Bridging the gap: best practices for integrating ESG and financial reporting
Integrating Environmental, Social, and Governance (ESG) reporting with financial reporting is more important than ever for organisations aiming to remain competitive. Since the Paris Agreement for Climate Change in 2015, measuring sustainability performance alongside financial indicators has become integral to maintaining a robust long-term business strategy, providing a comprehensive view of performance that:
- satisfies investors;
- uncovers risks and opportunities;
- aligns with regulatory requirements; and
- demonstrates a commitment to sustainable practices.
Despite the benefits of aligning ESG and financial reporting, many businesses are struggling to meet this new imperative, especially with the mandatory 2025 reporting deadlines approaching.
According to the International Data Corporation, ESG regulations emerged as the top business risk in Europe in 2023, surpassing cybersecurity and economic concerns. Increasing regulatory pressure, investor expectations, and reputational risks demand companies react quickly to these changes. Challenges arise when organisations treat ESG reporting as a separate agenda, rather than viewing it as a set of processes to be integrated into existing business functions.
The intersection of ESG and financial reporting
Since the UK government committed to reducing greenhouse gas emissions to net zero by 2050, sustainability management has become a core aspect of business practices. Companies are embedding ESG metrics in financial reports, and voluntarily producing sustainability reports with additional disclosures. This shift is not just about complying with new frameworks and standards; businesses are recognising that sustainability directly contributes to long-term value-creation.
Financial, sustainability and operational management are intrinsically linked. Financial data drives strategic planning, resource allocation, and risk management, while operational data informs budgets, performance monitoring and workforce planning. Sustainability data, which falls under operational management reporting, provides crucial insights that shape these key financial and operational decisions. As a result, ESG reporting becomes an essential bridge, connecting sustainability initiatives with overarching business strategies.
ESG reporting now goes beyond being a tool for investors to compare companies, evaluate risks, and decide where to invest capital; it also indicates a company’s broader commitment to corporate responsibility and the long-term societal interests. This fundamental shift redefines the value chain, expanding the focus beyond profits and shareholder returns to include sustained societal value.
While some finance departments may view ESG reporting as another compliance exercise driven by evolving regulations, the reality is more nuanced. At its core, the push for detailed ESG reporting is being driven by society’s redefinition of value. Consumers increasingly demand ethical business practices, putting pressure on businesses to responsibly source raw materials, adopt sustainable production methods and ensure fair wages and labour conditions throughout the supply chain.
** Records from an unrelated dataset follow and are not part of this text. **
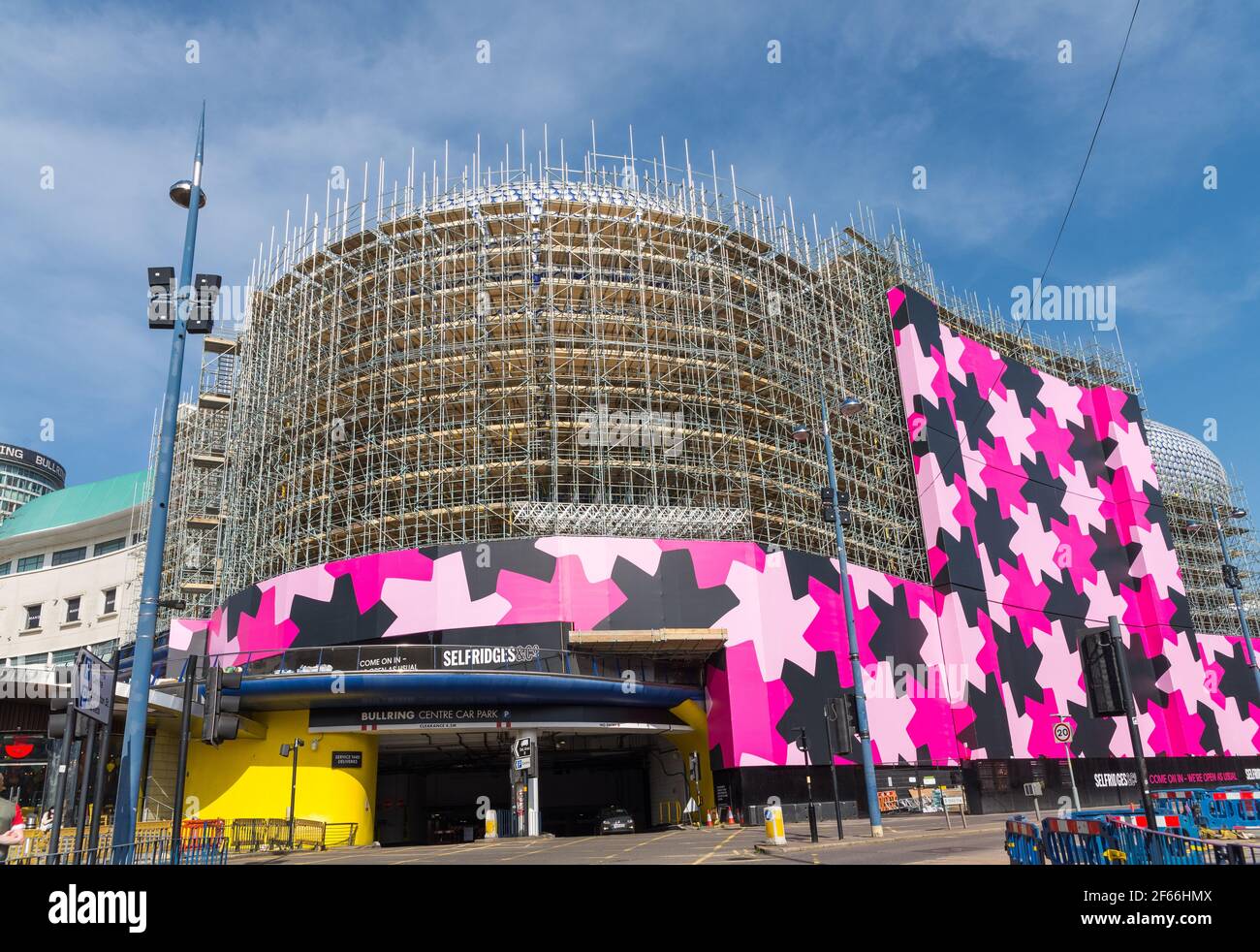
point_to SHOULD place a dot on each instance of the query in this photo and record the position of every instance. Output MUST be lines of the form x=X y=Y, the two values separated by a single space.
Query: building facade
x=516 y=458
x=67 y=562
x=24 y=476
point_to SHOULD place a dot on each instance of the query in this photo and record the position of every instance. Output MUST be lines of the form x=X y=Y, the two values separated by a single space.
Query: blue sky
x=864 y=93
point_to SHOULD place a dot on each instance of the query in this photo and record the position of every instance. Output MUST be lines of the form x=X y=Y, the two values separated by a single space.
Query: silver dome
x=1184 y=465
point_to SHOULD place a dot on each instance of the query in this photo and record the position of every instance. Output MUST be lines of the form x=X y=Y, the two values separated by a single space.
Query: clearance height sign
x=473 y=716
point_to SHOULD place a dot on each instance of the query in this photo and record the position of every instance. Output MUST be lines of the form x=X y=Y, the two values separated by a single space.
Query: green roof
x=76 y=503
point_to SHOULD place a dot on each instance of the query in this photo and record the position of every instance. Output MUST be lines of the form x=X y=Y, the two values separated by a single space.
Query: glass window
x=113 y=545
x=70 y=555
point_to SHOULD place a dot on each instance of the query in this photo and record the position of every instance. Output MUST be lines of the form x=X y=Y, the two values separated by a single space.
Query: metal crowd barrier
x=201 y=850
x=260 y=834
x=1120 y=841
x=1222 y=809
x=1024 y=843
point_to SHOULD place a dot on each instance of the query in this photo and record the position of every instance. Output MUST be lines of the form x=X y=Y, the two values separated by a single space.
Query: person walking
x=13 y=827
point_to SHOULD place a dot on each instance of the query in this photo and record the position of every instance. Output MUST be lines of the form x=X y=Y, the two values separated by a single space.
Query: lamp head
x=181 y=192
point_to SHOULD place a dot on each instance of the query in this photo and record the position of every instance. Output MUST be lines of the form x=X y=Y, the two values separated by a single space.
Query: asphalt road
x=908 y=840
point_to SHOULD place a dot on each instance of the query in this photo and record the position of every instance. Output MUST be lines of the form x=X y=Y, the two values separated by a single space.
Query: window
x=113 y=545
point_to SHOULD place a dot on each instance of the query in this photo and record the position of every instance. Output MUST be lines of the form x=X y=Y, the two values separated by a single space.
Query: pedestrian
x=13 y=827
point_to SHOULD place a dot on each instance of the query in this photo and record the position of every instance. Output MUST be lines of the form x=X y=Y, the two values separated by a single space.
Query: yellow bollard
x=775 y=826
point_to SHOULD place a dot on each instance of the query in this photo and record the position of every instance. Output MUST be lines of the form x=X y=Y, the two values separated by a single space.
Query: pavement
x=911 y=840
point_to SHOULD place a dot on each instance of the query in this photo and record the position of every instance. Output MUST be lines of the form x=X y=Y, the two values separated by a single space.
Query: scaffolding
x=1197 y=493
x=529 y=347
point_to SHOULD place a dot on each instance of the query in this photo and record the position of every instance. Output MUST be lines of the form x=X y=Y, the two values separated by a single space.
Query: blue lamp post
x=188 y=194
x=849 y=406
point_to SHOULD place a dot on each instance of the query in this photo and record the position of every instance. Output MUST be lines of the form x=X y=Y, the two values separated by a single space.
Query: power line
x=1085 y=164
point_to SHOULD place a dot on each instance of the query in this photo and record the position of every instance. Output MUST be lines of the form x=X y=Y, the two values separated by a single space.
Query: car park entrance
x=437 y=778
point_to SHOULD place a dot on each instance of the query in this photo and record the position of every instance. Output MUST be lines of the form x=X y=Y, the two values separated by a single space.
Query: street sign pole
x=833 y=717
x=1139 y=755
x=1063 y=733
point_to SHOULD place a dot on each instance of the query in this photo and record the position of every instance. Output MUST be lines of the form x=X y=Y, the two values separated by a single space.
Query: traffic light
x=842 y=721
x=833 y=503
x=205 y=290
x=162 y=298
x=219 y=719
x=1103 y=674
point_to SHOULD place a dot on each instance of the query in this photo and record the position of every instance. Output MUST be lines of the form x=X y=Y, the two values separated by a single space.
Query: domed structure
x=1184 y=465
x=590 y=351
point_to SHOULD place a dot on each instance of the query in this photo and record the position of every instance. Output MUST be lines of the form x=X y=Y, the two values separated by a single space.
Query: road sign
x=524 y=757
x=93 y=686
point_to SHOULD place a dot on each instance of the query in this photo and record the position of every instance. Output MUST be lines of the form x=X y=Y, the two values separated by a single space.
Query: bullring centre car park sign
x=471 y=716
x=34 y=460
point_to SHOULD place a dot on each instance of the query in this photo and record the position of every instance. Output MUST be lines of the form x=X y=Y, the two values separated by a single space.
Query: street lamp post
x=1230 y=570
x=146 y=621
x=848 y=407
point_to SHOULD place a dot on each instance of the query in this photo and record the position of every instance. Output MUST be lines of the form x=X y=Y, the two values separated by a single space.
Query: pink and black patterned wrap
x=1042 y=516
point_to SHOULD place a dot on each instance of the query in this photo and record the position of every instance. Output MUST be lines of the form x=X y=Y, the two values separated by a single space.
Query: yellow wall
x=694 y=739
x=250 y=778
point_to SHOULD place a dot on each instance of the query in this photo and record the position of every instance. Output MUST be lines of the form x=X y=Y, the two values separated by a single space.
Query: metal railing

By disclosing ESG data, organisations not only enhance transparency, but also gain valuable insights into where they can mitigate risks that could affect financial performance. These insights aid decision-making at a strategic-level, decisions which can directly impact business models, underscoring the need to integrate ESG with financial reporting.
Best practices for integrating ESG data with financial reporting
Whether you are just beginning your ESG reporting journey, selecting a technology solution, or optimising current processes, these best practices can help achieve seamless integration between ESG and financial reporting.
Define your ‘why’ and establish clear objectives
Before choosing an ESG reporting solution or discussing how to present your ESG data, make sure your organisation can clearly define its ESG and financial reporting objectives. Ask key questions such as:
- Why is ESG important to our business?
- What factors are driving our ESG metrics?
- Who are we disclosing information to?
- What does sustainability mean to our stakeholders?
- What value will ESG reporting bring to our organisation?
Having clear answers to these questions ensures alignment and that employees can communicate why ESG is important to your organisation, securing buy-in from the business that drives ESG strategy.
Conduct a double materiality assessment
A double materiality assessment evaluates ESG issues which impact a company financially, as well as how a company’s activities impact the environment and society. Conducting a double materiality assessment is the starting point for identifying material issues to your industry, company, investors and team members. Establish metrics and KPIs for ESG and financial performance, that align with stakeholder requirements. Choose a set of standards or a framework that suits your financial reporting needs, such as the IFRS Sustainability Disclosure Standards (IFRS SDS) or Corporate Sustainability Reporting Directive (CSRD), for which a double materiality assessment is a key requirement. This foundational step is vital for aligning teams across the business and ensuring successful ESG reporting efforts.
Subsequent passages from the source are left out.